Brazil’s contact-center outsourcing services market earned $5.39 billion in revenue in 2012, but the sector is struggling to see growth due to high labor costs and a weak domestic economy, according to a new report from market research firm Frost and Sullivan.
There are several factors continuing to plague the market. The lack of a skilled workforce is affecting service quality and profit margins for the service providers; many call center operators are investing heavily in employee training and, as a result, seeing their profit margins shrinking dramatically.
The government appears to be looking for ways to review the current regulations in order to broaden the scope for service providers, says the report. The new opportunities can be explored by those service providers who are armed with a range of online solutions.
“Tax incentive policies have decreased the financial burden on the contact center industry, encouraging expansion,” said Frost & Sullivan analyst Daniela Pineiro. “For instance, the 2012 payroll tax exemption for the Brazilian contact center industry has reduced employers’ tax contribution from 20 percent on the payroll to two percent of the annual revenue.”
High labor costs and complex bureaucracy have continued to hinder foreign invest in the outsourcing sector. Nevertheless, the research firm predicts that foreign contact-center outsourcing companies will continue to launch and expand operations in Brazil due to “the overall solid economy and the upcoming boost of infrastructure enhancements.”
So far, an increased effort by Brazilian businesses to cut costs and streamline business operations has benefited the outsourcing industry, with the report predicting that “The number of workstations will reach 292,454 by 2019 at a CAGR of 6.4 percent.”

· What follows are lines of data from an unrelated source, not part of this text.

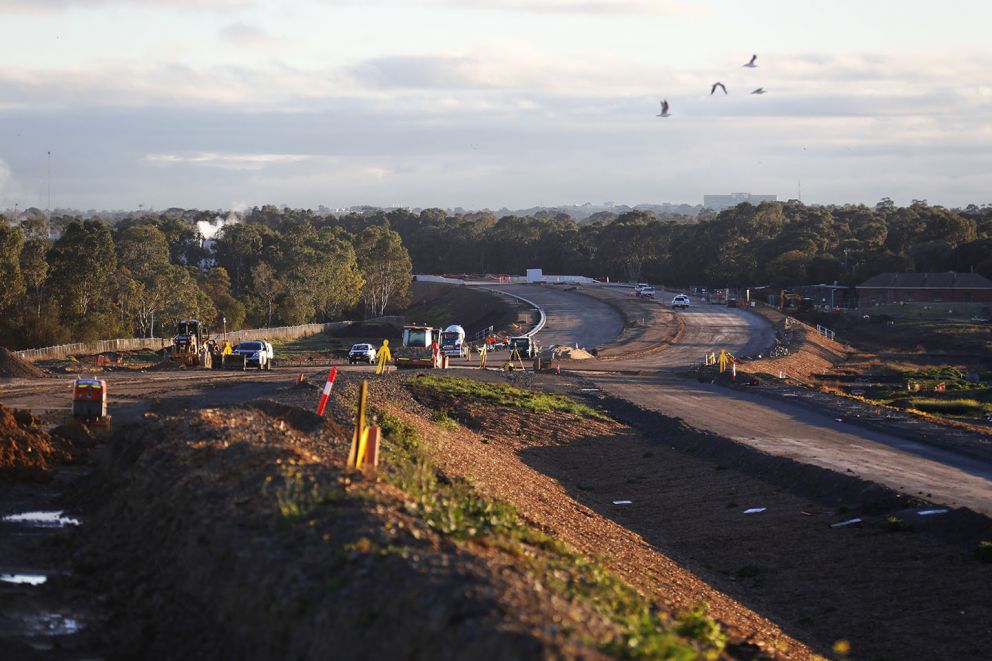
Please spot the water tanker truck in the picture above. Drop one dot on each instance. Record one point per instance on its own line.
(453, 342)
(420, 348)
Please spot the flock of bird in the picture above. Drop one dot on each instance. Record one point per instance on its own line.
(752, 64)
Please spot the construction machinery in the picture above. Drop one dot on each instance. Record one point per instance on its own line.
(524, 346)
(89, 403)
(453, 342)
(799, 302)
(420, 348)
(190, 339)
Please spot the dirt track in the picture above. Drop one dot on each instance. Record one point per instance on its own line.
(656, 383)
(768, 426)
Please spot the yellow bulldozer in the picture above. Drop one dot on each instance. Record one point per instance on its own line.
(189, 344)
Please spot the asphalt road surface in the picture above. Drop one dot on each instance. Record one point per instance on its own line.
(654, 382)
(572, 317)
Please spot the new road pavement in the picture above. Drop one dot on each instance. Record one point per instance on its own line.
(657, 382)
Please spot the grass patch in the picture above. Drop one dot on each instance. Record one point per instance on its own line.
(505, 395)
(453, 508)
(895, 524)
(298, 493)
(443, 418)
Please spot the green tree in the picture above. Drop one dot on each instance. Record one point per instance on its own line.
(82, 262)
(34, 269)
(385, 268)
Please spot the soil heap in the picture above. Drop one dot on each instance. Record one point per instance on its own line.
(26, 450)
(12, 366)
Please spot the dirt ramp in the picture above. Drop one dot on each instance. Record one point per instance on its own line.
(14, 367)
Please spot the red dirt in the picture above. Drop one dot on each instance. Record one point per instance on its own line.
(205, 565)
(14, 367)
(26, 450)
(808, 352)
(893, 595)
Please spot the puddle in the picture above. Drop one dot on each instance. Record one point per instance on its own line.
(45, 519)
(51, 624)
(23, 579)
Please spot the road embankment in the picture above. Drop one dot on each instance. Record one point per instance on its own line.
(648, 327)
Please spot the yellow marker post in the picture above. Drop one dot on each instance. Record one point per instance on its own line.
(362, 446)
(515, 354)
(358, 439)
(384, 357)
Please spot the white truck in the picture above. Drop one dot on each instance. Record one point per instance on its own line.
(257, 353)
(453, 342)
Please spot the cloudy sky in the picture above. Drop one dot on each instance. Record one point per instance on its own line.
(490, 103)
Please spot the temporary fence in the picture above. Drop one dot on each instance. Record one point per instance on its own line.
(156, 343)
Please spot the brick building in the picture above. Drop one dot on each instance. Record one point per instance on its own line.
(925, 288)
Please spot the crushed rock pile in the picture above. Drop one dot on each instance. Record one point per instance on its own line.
(14, 367)
(570, 353)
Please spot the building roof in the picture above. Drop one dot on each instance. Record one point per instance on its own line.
(947, 280)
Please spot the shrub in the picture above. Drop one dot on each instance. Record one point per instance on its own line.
(983, 553)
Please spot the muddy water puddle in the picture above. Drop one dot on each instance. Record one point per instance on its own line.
(23, 578)
(42, 519)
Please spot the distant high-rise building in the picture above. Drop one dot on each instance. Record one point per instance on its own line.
(721, 202)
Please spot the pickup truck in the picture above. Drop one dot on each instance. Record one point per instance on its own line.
(257, 353)
(364, 353)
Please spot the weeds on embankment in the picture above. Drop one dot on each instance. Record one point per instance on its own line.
(453, 507)
(505, 395)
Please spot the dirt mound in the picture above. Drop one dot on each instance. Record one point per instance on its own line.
(571, 353)
(246, 545)
(26, 450)
(368, 329)
(298, 418)
(12, 366)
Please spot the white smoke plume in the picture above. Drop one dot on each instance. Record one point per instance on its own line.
(209, 229)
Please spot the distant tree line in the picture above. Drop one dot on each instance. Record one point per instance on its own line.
(289, 266)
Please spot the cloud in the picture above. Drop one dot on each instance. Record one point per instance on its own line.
(11, 190)
(247, 36)
(225, 161)
(617, 7)
(49, 6)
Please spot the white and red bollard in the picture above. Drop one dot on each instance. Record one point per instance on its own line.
(326, 394)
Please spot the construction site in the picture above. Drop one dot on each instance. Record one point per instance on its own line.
(534, 470)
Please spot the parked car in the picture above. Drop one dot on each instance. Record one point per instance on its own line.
(364, 353)
(257, 353)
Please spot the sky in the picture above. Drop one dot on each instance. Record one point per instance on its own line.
(490, 103)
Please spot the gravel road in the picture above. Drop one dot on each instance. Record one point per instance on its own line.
(771, 426)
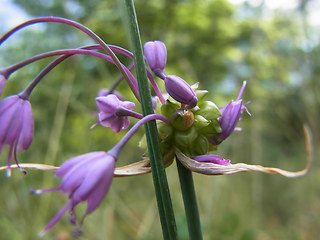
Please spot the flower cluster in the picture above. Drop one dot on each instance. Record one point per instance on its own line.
(190, 126)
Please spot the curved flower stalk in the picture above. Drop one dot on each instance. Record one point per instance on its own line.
(191, 128)
(16, 126)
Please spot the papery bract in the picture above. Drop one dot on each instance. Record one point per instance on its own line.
(110, 114)
(216, 159)
(16, 125)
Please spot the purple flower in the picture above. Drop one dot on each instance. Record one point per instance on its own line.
(85, 178)
(2, 82)
(155, 53)
(231, 114)
(16, 125)
(216, 159)
(180, 90)
(104, 92)
(114, 112)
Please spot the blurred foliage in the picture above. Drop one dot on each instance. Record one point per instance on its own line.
(210, 41)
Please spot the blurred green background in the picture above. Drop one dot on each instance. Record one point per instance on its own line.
(212, 42)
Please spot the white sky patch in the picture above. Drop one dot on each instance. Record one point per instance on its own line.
(286, 5)
(10, 15)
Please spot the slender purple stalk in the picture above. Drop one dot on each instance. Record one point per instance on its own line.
(73, 24)
(133, 82)
(152, 81)
(117, 148)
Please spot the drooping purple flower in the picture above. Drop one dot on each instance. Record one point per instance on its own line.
(114, 112)
(2, 82)
(155, 53)
(180, 90)
(16, 125)
(85, 178)
(231, 114)
(216, 159)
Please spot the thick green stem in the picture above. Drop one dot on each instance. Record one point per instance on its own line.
(190, 202)
(158, 172)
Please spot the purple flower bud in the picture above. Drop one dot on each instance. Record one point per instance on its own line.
(216, 159)
(85, 178)
(155, 53)
(114, 112)
(180, 90)
(2, 82)
(231, 114)
(104, 92)
(16, 125)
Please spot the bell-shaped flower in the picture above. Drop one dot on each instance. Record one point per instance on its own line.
(216, 159)
(155, 53)
(180, 90)
(114, 112)
(231, 114)
(85, 178)
(16, 125)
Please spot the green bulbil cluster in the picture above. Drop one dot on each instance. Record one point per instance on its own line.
(189, 128)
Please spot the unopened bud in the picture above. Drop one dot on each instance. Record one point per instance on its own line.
(180, 90)
(182, 119)
(209, 110)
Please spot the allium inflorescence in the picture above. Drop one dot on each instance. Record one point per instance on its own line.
(190, 127)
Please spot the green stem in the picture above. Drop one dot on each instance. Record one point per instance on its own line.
(190, 202)
(158, 171)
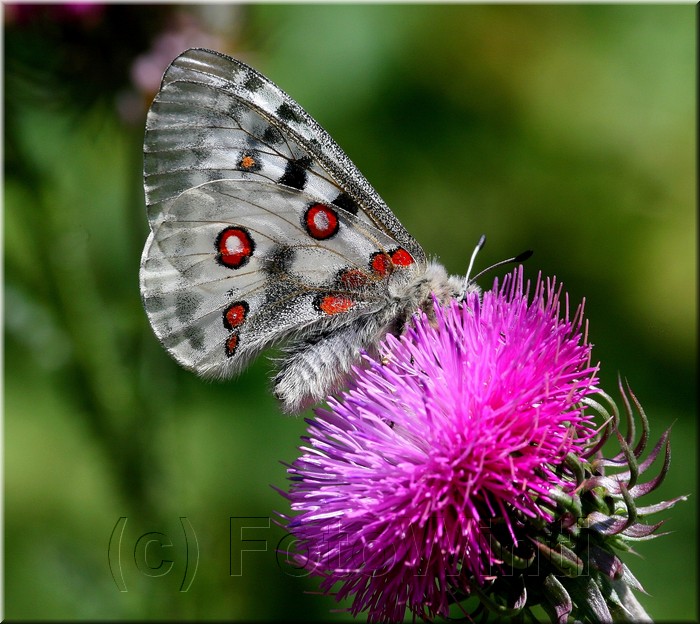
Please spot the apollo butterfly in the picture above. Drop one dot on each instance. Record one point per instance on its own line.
(264, 232)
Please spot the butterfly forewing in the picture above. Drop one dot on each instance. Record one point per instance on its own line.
(261, 227)
(212, 111)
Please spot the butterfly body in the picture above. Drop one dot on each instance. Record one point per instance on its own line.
(264, 232)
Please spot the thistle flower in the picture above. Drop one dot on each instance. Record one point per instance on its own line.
(461, 460)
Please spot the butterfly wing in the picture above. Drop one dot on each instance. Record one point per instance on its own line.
(214, 117)
(260, 226)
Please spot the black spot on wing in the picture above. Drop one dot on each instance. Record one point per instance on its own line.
(253, 83)
(272, 136)
(295, 173)
(346, 202)
(286, 113)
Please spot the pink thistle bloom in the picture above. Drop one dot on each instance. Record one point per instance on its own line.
(440, 451)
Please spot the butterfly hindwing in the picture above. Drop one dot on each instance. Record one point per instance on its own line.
(261, 229)
(236, 265)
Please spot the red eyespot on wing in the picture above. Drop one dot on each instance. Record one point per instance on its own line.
(353, 278)
(231, 344)
(333, 304)
(381, 263)
(320, 221)
(235, 314)
(400, 257)
(234, 247)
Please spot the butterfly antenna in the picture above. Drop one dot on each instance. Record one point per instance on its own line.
(477, 249)
(521, 257)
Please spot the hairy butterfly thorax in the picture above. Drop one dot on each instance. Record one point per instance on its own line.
(263, 231)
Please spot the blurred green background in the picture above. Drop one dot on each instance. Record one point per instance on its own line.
(566, 129)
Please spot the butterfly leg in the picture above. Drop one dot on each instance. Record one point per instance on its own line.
(318, 366)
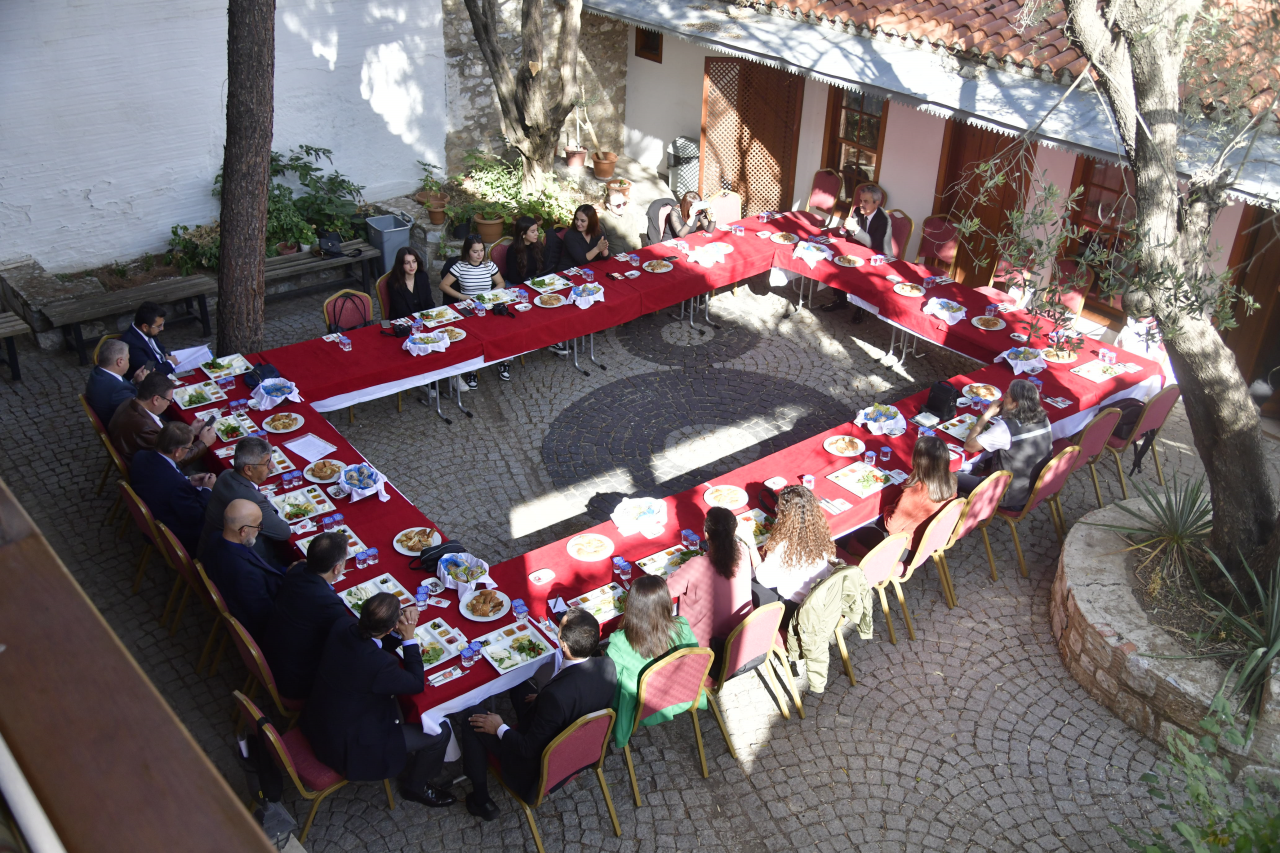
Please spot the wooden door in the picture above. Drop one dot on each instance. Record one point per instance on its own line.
(750, 132)
(967, 146)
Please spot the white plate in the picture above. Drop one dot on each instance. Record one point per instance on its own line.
(502, 611)
(602, 547)
(833, 446)
(400, 548)
(730, 497)
(298, 422)
(309, 475)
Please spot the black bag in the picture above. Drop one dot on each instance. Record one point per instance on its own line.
(260, 373)
(942, 401)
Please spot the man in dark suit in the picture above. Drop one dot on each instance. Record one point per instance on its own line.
(141, 340)
(247, 582)
(306, 607)
(173, 498)
(250, 468)
(106, 387)
(352, 719)
(136, 424)
(572, 685)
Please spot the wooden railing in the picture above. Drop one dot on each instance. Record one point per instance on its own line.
(110, 763)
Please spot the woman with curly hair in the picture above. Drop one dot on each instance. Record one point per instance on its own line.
(798, 553)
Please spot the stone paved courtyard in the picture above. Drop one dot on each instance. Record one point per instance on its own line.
(970, 738)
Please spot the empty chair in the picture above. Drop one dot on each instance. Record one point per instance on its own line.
(1092, 441)
(676, 678)
(292, 752)
(580, 747)
(978, 511)
(940, 243)
(1051, 480)
(1152, 418)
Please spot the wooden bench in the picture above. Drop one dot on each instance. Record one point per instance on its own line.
(10, 327)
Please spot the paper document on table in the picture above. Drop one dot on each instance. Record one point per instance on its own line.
(191, 357)
(310, 447)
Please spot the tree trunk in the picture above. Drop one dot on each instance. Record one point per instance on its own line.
(246, 174)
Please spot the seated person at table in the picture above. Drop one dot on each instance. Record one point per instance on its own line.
(469, 276)
(141, 340)
(624, 223)
(929, 486)
(714, 589)
(798, 553)
(306, 607)
(691, 214)
(106, 387)
(585, 241)
(174, 500)
(136, 424)
(576, 683)
(247, 582)
(648, 630)
(408, 284)
(250, 468)
(352, 719)
(1019, 441)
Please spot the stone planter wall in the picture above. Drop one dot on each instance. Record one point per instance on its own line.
(1110, 647)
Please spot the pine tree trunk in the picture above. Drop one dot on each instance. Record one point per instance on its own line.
(246, 174)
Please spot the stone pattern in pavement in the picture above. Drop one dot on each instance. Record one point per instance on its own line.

“Innovative contact center leaders in Brazil are looking to diversify their services to provide a more professional and up-to-date platform, changing the perception that the contact center industry is just a commodity provider, while widening margins,” commented ICT Industry Manager Juan Manuel Gonzalez. “In fact, in the long run, communications, marketing, IT and financial companies will tend to merge some of their businesses with contact center services.”